The alpaca class turned out to contain only one entry. We didn’t learn much about alpaca handling, but this indicated that the local market was not yet saturated, and also that this large fair was willing to change with the times and add livestock that some other farmers dismissively called “exotic” to their fair schedule. In fact, we were doubly blessed in our location because, not only did we live very near to one of the largest and most important agricultural fairs in the U.S., we also lived 30 minutes from the largest fleece and wool show in North America, the Maryland Sheep, and Wool Festival. Our location had turned out to be a very fortunate one for would-be alpaca breeders and fleece sellers.
Even if you do research your plans thoroughly, and have a good idea of how you can succeed, you will still have the doomsayers trying to drag you down.

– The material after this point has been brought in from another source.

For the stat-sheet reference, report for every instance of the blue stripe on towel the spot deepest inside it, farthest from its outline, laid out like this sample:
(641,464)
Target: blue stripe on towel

People buy into the idea that only those who follow the socially accepted paths to success will be rewarded, and all others will be a failure. If everyone refused to work endless overtime, drive in 2 or more hours per traffic a day, and rarely see their own children, while doing a job they didn’t even love, what would happen to our society? It’s an interesting question.
In Washington D.C. and its environs, these were just the kind of working conditions that most “professionals” put up with throughout their working lives. I wanted out of that system. I think a lot of other people did too, but it’s frightening to take the risk. If I do it, if I am allowed to give up a well-paying career to go and play with fluffy animals and keep my kids with me, instead of at daycare, and it turns out that I make good money, and my family has a fun adventure together, that wouldn’t seem fair to all those who stayed on the corporate treadmill. But life isn’t fair. Taking a chance sometimes pays off in a whole lot more than just money.